The only reason I can think of as to why I am still there is I hate to quit. I truly want to believe that I can make a difference and see my staff through this maelstrom to the calmer shores of "not tire season". I have good people under me, honest, mostly hard working, almost the perfect staff (except the booger that just quit on me), I want to do right by them. Making them succeed makes me succeed. Their triumphs are mine as well. I know to my employer I am just another employee, replaceable with a Walmart floor mat, that is their problem. But I want to be the best floor mat I can be, so I allow myself to be stepped on, because I know that is what is expected of me.
Enough of this topic, my hands are sweating just typing this, my current heart rate is 115bpm just writing this, move on Don, move on.....

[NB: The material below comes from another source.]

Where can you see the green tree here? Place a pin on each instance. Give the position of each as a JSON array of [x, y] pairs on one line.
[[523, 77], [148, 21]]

Stress triggers. That was the point of this blog. We talked about that yesterday in our meeting, well this is one of my biggest stress trigger, and it is a monster. This topic is definitely the negative trigger to the positive triggers in my life. But the positives in my life crush this trigger with it's little pinky finger. Squish it like a tiny bug. So I will focus on the positives because the negatives are insignificant to what really matters to me. My wife, my family, my dog, my health and my Kung Fu. Goose bumps, that is what I just got thinking about these positives, they are irreplaceable, money can't buy them and they are woven into my life like a suit of chainmail armour, protecting me from head to soul, tough as diamonds. Take that negative trigger!